Com o sol rachando e temperaturas elevadas, peças leves que priorizam conforto ganham terreno. E é nesta toada que o crochê, com tramas bem abertas, se faz protagonista, seja em vestidos, blusas e calças, seja em acessórios menos óbvios, como sandálias, bolsas e mochilas, aí com os fios em versão mais encorpada. “Optamos por fibras naturais, como o algodão, em modelitos com bastante pele à mostra. O crochê é um recurso rico, artesanal, que dá textura às peças”, esclarece Cris Lucchetti, diretora de estilo da Farm, lembrando que o que poderia soar antiquado se converte em itens cheios de design e toque brasileiro.
“Por serem feitas à mão, essas peças são praticamente exclusivas, levam mais de uma semana para ficar prontas”, ressalta Juliana Leal, diretora criativa da ViX, marca de moda praia que optou por entrelaçar fios dourados nas peças do verão, entre as quais tops que podem ser usados na praia ou na rua.
Diferente do tricô, que necessita de duas agulhas, no crochê os artesãos se munem de apenas uma delas, de ponta arredondada (não à toa, a palavra deriva de “croc”, que significa gancho em francês). Uma corrente acredita que o crochê é tão antigo quanto a própria civilização — inicialmente, seria trançado apenas com os dedos.
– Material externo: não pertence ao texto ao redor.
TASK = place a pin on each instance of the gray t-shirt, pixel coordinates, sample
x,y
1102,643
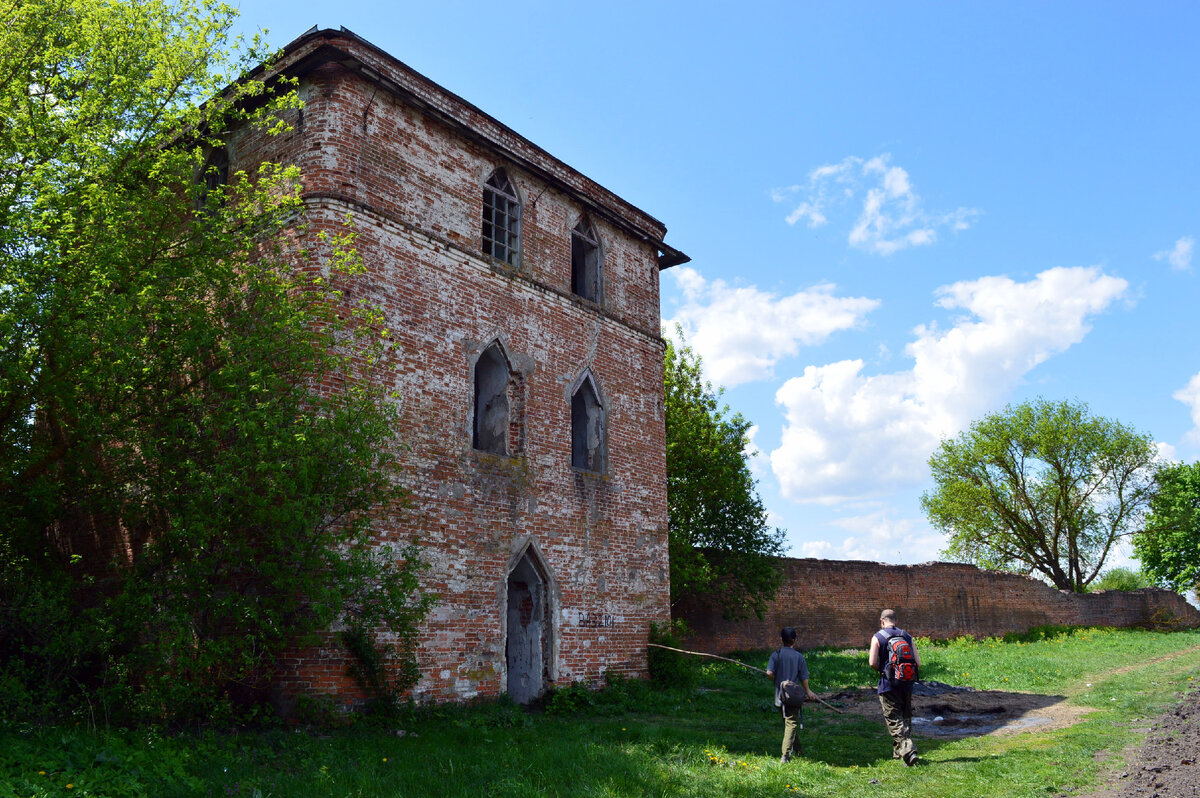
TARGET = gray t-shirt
x,y
787,665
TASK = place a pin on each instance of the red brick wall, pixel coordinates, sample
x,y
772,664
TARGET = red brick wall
x,y
838,603
414,184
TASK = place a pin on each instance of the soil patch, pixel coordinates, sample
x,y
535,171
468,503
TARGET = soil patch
x,y
947,711
1168,763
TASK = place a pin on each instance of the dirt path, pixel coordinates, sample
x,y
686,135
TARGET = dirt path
x,y
1165,766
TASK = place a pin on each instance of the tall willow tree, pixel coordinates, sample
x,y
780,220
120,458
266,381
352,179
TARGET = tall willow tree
x,y
157,363
1043,487
721,546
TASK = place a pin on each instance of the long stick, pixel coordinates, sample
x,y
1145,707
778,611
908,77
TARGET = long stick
x,y
726,659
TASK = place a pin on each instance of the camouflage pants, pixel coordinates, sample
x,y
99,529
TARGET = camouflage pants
x,y
793,721
898,715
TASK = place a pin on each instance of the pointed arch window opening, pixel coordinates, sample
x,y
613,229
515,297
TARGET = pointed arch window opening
x,y
529,630
585,262
587,427
502,219
492,409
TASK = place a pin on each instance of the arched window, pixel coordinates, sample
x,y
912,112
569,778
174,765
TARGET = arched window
x,y
587,427
216,169
502,219
214,174
491,421
585,262
529,645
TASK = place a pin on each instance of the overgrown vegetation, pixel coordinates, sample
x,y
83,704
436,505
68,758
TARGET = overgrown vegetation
x,y
1121,579
1169,545
717,739
723,549
1041,487
178,503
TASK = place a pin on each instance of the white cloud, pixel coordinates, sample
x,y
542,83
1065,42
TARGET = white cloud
x,y
849,435
1180,257
1165,454
880,538
741,333
1191,396
891,219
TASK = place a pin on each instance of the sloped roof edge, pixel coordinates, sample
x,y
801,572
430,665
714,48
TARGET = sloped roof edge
x,y
318,46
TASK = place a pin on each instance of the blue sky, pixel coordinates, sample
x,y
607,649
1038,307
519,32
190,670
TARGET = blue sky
x,y
901,216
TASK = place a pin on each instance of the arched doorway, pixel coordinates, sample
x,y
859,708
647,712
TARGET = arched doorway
x,y
529,634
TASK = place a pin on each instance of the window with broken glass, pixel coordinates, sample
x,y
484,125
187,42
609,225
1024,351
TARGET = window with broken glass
x,y
502,219
585,262
587,429
491,423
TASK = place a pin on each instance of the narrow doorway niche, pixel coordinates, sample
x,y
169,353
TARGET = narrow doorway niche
x,y
587,429
585,262
491,426
528,633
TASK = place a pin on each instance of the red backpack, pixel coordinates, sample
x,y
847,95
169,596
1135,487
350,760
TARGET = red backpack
x,y
900,660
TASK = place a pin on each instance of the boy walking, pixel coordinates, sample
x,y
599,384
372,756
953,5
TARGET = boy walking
x,y
895,690
789,665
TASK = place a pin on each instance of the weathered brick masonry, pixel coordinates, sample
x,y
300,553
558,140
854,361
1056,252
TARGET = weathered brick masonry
x,y
838,603
547,570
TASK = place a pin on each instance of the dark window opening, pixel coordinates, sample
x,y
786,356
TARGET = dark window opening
x,y
215,174
502,219
585,262
528,649
587,429
491,424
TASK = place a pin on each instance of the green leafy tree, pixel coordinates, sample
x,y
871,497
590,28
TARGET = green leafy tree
x,y
1041,487
721,546
1169,545
165,376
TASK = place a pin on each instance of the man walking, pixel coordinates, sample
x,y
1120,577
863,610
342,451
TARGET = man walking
x,y
895,689
789,665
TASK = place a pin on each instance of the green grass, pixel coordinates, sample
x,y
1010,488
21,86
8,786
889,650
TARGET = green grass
x,y
718,739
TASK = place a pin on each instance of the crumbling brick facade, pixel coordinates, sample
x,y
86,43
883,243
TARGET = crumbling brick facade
x,y
838,604
532,400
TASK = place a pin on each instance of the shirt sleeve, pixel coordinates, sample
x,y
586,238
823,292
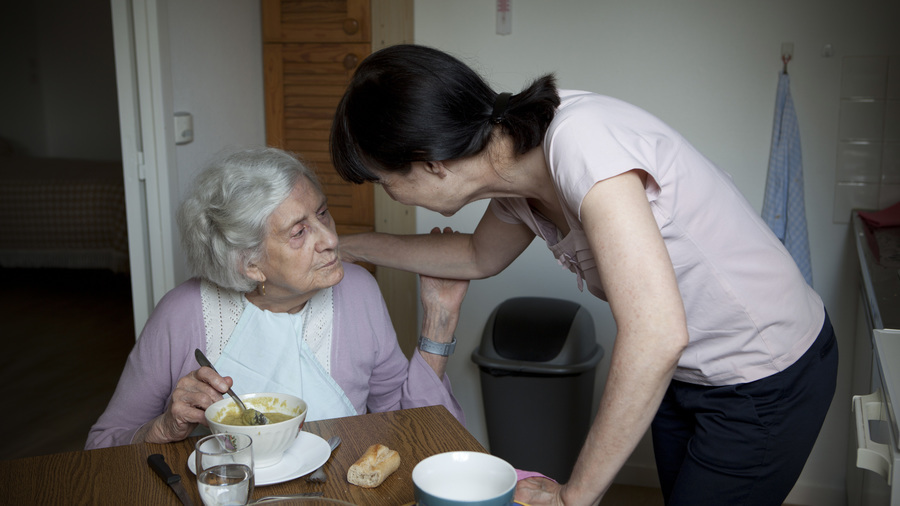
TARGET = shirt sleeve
x,y
161,356
597,138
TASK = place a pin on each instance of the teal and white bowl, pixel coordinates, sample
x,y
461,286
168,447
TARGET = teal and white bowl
x,y
464,478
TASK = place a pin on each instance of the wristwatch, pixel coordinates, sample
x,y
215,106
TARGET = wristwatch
x,y
443,349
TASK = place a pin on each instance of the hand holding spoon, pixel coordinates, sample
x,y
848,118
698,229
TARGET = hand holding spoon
x,y
249,416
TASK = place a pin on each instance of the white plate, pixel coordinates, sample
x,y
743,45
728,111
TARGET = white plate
x,y
307,454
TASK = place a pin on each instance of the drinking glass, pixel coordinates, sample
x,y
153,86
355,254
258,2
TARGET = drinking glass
x,y
224,464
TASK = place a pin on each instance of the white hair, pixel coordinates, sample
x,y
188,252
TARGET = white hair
x,y
224,220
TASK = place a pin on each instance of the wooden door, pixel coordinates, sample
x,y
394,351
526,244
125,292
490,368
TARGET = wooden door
x,y
311,48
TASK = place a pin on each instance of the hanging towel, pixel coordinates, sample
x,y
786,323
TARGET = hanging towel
x,y
783,207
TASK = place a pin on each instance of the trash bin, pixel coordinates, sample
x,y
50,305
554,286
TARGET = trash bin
x,y
538,358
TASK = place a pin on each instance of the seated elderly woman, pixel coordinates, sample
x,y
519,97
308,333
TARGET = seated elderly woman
x,y
275,310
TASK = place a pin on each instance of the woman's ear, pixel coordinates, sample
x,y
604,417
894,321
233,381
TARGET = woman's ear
x,y
436,168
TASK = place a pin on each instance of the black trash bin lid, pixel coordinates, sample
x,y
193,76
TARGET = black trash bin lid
x,y
532,329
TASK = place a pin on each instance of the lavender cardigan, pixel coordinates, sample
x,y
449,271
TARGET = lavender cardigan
x,y
366,360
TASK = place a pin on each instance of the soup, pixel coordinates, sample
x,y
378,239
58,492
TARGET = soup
x,y
234,418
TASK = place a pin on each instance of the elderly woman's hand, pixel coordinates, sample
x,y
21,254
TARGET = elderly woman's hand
x,y
193,394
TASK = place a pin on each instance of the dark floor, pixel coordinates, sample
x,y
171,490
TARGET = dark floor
x,y
65,339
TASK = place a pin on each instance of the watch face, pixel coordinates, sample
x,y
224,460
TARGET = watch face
x,y
429,346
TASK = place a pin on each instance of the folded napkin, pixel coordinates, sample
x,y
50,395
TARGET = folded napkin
x,y
889,217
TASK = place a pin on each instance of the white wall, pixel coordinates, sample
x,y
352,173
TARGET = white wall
x,y
216,66
709,69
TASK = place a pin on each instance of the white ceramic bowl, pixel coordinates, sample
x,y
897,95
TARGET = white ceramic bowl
x,y
270,440
464,478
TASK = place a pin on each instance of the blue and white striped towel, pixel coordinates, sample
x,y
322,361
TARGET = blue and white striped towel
x,y
783,207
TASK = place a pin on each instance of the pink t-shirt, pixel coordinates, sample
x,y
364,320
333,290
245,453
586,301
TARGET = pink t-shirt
x,y
750,313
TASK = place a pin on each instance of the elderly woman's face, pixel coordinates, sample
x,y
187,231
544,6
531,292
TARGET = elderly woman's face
x,y
301,247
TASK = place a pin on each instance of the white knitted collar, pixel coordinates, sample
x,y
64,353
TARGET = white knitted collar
x,y
222,309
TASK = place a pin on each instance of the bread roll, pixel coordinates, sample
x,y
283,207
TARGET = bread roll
x,y
374,466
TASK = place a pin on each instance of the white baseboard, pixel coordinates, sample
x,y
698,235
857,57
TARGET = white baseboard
x,y
801,495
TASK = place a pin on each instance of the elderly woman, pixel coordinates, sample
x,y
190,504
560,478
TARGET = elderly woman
x,y
274,309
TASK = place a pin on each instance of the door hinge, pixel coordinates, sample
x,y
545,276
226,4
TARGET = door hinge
x,y
142,169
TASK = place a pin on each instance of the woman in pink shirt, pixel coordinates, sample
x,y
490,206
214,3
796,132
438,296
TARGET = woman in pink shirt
x,y
721,345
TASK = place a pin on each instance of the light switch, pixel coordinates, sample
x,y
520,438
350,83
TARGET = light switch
x,y
184,127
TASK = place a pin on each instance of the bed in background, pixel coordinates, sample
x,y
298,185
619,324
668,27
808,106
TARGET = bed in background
x,y
62,213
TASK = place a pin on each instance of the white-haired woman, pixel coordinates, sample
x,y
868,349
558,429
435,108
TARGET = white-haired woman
x,y
275,309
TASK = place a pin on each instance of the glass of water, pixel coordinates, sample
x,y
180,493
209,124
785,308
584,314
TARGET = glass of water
x,y
224,464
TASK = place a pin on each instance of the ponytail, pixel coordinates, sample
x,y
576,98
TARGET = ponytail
x,y
529,112
410,103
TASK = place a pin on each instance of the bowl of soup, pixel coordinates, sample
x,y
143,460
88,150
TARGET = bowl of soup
x,y
286,414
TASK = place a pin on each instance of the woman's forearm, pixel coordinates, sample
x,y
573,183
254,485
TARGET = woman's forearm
x,y
439,255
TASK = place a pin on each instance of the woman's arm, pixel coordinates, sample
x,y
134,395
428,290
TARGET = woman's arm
x,y
441,301
640,283
162,391
481,254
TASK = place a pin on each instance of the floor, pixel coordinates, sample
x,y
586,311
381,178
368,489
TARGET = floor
x,y
68,333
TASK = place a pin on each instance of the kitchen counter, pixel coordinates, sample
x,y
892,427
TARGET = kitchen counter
x,y
880,279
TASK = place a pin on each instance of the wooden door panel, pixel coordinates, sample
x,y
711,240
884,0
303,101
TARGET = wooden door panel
x,y
316,21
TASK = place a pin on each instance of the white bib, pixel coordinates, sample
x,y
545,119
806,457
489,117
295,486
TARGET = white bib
x,y
267,353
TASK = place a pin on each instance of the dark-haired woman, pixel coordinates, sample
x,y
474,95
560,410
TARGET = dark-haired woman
x,y
720,342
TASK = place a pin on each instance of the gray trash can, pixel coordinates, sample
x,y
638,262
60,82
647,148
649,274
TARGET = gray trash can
x,y
538,358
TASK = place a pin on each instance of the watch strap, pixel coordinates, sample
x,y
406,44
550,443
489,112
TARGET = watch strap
x,y
435,348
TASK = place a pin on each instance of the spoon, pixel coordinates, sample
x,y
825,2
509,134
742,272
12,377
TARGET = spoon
x,y
273,498
249,416
318,475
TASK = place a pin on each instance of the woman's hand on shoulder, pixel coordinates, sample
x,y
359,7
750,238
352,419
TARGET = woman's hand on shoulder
x,y
193,394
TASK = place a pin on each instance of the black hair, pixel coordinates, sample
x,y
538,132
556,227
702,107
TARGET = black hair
x,y
409,103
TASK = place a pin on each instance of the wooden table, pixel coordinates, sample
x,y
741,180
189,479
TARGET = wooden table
x,y
120,475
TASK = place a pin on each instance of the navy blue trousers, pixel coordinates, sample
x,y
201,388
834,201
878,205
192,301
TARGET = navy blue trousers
x,y
744,444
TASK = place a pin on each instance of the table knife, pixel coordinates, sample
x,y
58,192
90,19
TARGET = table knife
x,y
158,463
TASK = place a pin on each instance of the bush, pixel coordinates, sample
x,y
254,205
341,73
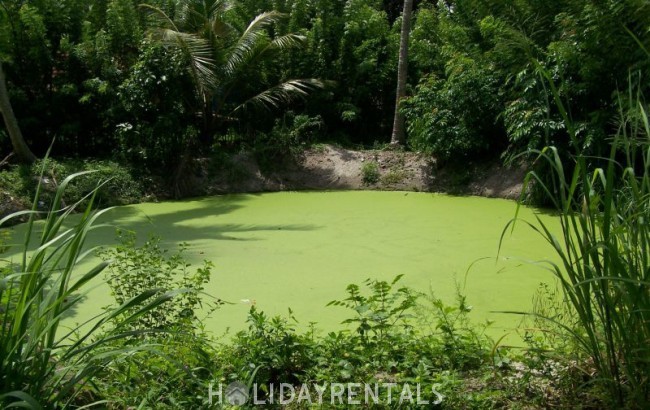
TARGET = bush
x,y
178,367
370,173
41,364
603,249
286,142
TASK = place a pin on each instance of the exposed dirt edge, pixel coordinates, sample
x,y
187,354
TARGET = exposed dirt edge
x,y
333,168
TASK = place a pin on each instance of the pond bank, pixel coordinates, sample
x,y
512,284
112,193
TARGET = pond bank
x,y
328,167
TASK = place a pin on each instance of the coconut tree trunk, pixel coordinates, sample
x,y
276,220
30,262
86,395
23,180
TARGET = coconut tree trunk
x,y
17,141
398,123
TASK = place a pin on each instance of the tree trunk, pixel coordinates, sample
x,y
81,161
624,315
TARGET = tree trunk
x,y
21,149
398,123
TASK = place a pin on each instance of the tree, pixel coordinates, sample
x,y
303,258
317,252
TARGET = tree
x,y
398,123
17,141
226,63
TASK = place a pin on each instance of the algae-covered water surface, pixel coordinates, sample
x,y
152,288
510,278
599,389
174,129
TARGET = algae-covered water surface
x,y
301,250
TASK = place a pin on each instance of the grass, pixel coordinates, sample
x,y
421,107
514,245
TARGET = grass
x,y
41,364
604,248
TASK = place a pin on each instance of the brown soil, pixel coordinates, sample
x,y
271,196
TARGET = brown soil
x,y
332,168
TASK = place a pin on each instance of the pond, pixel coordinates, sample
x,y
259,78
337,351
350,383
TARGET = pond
x,y
300,250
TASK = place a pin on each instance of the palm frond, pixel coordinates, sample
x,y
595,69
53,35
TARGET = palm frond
x,y
198,50
281,94
250,40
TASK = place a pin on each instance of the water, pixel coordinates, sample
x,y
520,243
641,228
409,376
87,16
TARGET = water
x,y
300,251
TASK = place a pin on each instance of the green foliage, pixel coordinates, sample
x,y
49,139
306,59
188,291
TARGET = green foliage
x,y
270,351
603,251
457,116
382,311
157,95
41,364
370,173
134,269
176,370
290,136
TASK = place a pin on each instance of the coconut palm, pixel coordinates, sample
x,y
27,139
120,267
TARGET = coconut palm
x,y
17,141
222,57
397,137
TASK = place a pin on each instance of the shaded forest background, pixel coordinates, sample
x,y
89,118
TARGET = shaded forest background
x,y
104,78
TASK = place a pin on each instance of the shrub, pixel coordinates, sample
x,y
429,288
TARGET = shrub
x,y
370,173
456,117
41,364
604,248
134,269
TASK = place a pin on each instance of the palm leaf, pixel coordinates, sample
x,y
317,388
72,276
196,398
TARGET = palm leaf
x,y
280,94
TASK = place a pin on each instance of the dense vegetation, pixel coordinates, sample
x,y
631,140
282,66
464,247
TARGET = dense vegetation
x,y
154,86
141,82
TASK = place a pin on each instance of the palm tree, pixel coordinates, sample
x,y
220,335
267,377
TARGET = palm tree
x,y
398,123
17,141
222,57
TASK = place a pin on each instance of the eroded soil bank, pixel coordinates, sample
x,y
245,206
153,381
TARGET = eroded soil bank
x,y
328,167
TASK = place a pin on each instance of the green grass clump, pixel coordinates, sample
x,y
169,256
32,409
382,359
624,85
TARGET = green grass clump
x,y
604,248
41,363
370,173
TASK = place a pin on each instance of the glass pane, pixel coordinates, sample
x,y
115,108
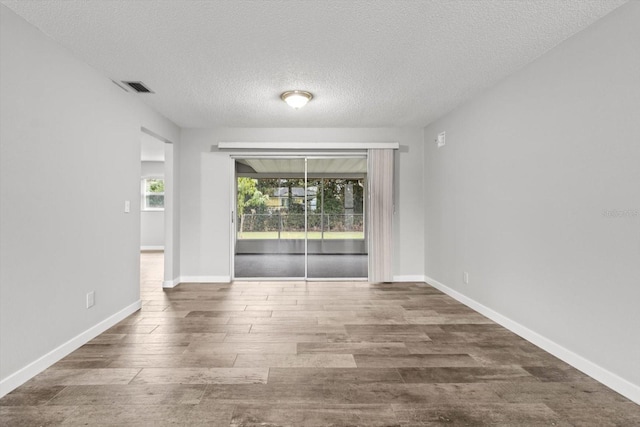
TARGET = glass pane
x,y
270,220
337,246
154,186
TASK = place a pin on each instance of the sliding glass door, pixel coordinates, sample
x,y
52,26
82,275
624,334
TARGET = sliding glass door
x,y
300,218
270,218
336,227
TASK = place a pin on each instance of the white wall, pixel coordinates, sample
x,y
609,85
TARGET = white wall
x,y
206,181
152,222
518,198
70,157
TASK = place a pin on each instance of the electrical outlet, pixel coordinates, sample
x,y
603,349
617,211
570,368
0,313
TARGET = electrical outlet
x,y
91,299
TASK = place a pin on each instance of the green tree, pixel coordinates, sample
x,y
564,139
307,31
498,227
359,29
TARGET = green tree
x,y
249,199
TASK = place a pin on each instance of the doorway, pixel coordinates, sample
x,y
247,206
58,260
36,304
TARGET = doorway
x,y
300,218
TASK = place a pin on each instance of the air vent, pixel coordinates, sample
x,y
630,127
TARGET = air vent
x,y
138,87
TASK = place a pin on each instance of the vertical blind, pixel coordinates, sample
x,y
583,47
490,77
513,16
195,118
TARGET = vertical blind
x,y
380,176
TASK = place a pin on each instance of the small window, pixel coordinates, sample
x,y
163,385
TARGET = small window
x,y
153,194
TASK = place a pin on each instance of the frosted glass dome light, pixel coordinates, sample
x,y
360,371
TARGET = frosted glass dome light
x,y
296,98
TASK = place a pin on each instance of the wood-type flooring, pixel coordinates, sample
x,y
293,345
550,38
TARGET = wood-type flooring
x,y
310,354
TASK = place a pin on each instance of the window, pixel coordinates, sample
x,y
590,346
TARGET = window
x,y
153,194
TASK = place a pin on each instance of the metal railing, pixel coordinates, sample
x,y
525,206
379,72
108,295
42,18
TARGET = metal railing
x,y
289,222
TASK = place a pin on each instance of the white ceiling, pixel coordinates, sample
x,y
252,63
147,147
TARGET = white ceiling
x,y
368,63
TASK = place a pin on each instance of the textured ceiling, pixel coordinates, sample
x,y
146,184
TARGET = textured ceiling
x,y
368,63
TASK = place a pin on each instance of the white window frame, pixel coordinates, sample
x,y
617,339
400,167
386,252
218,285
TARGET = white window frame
x,y
144,194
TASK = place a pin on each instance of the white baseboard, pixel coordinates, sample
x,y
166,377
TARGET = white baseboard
x,y
152,248
205,279
168,284
32,369
611,380
410,278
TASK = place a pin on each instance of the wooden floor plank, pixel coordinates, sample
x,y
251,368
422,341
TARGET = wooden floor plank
x,y
309,354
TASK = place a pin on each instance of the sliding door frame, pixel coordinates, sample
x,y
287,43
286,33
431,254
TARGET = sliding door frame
x,y
305,155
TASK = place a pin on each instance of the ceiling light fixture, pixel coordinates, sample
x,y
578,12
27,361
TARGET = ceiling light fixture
x,y
296,98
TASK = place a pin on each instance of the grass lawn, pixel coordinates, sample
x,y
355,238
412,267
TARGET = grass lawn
x,y
312,235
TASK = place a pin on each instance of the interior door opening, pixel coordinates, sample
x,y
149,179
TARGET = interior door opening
x,y
300,218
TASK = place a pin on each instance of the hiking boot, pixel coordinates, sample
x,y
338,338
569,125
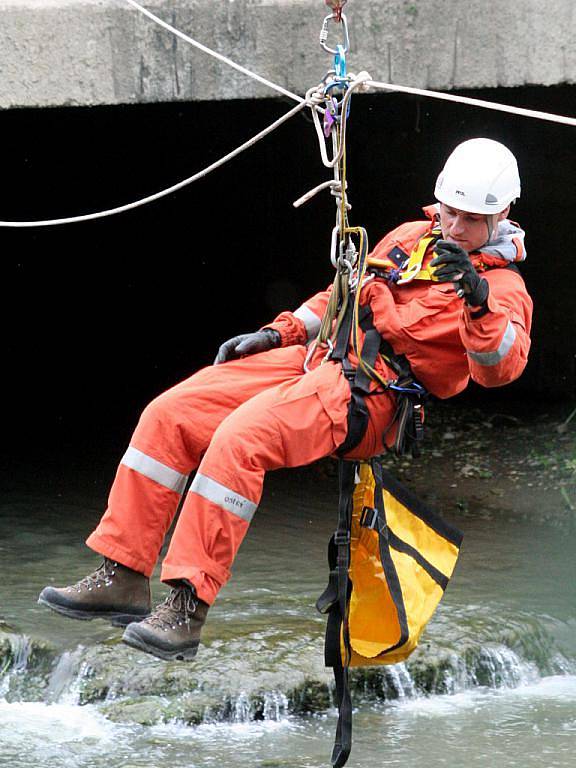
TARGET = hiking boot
x,y
112,592
172,631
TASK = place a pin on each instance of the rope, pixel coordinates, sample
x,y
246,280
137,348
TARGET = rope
x,y
550,117
214,54
164,192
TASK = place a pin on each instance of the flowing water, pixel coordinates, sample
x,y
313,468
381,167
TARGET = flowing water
x,y
493,683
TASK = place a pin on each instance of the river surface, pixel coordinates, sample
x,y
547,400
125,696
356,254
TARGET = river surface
x,y
512,599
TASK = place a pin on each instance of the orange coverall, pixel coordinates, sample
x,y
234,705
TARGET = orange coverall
x,y
235,421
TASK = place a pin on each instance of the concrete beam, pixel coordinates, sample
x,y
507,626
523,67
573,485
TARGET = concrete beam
x,y
93,52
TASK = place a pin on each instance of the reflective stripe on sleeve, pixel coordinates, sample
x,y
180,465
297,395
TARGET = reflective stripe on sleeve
x,y
155,470
493,358
310,320
224,497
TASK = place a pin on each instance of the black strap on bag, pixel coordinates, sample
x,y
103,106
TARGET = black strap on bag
x,y
334,601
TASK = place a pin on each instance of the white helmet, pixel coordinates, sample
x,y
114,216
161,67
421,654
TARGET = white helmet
x,y
480,176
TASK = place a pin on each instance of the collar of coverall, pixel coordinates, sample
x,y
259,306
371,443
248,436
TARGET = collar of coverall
x,y
507,244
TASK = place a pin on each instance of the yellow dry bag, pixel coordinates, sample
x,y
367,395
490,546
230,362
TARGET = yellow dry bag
x,y
390,561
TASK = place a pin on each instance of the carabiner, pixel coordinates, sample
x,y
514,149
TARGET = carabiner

A popularização, porém, veio só no século XIX, quando a francesa Eléonore Riego de La Branchardiere publicou um livro com padrões que podiam ser facilmente reproduzidos. “Foi bem antes de a indústria da moda ser implementada, possibilitando que as mulheres criassem suas próprias roupas a partir de uma matéria-prima muito simples”, diz Yamê.
Há belos projetos em torno desta arte tecida com agulhas. Surgido na Rocinha, em 2019, o Nós do Crochê impacta mais de sessenta artesãs que produzem de chaveiros a quimonos. “O trabalho vai muito além da geração de renda. Ver mulheres que superaram a depressão dedicando-se ao crochê é uma grande recompensa”, relata Daniela Vignoli, que toca a iniciativa ao lado de Heloisa Cyrillo. Na última edição da feira Carandaí 25, no Jockey, venderam cerca de duas centenas de peças.
A técnica milenar segue despertando o interesse de novos adeptos pelas múltiplas possibilidades que oferece de colocar a criatividade à prova. Ao regressar de uma viagem ao Havaí, as irmãs Julia e Caroline Mauro, à época com 15 e 18 anos, se inspiraram na modelagem dos biquínis que encontraram na costa do Pacífico para criar a Makai, especializada em moda praia. Quase uma década depois, a grife que caiu no gosto da jovem geração Z carioca acaba de ganhar uma loja no Shopping Leblon. Os cabides, é claro, estão coalhados de peças ricas em tramas.
“Nossas clientes dão valor ao trabalho manual e buscam saber como funciona a cadeia produtiva. Detalhamos em um post que uma calça de crochê com aplicações coloridas leva dias para ficar pronta. Aí não deu outra: o produto esgotou em 24 horas”, festeja Caroline. Marcas internacionais, como Prada e Miu Miu, captaram a tendência e, também elas, investiram nos coloridos nós, que se avistam em uma profusão de chapéus e bolsas. Está aí a trama que já atrai os mais variados públicos e aquece o mercado nesta estação de calor escaldante.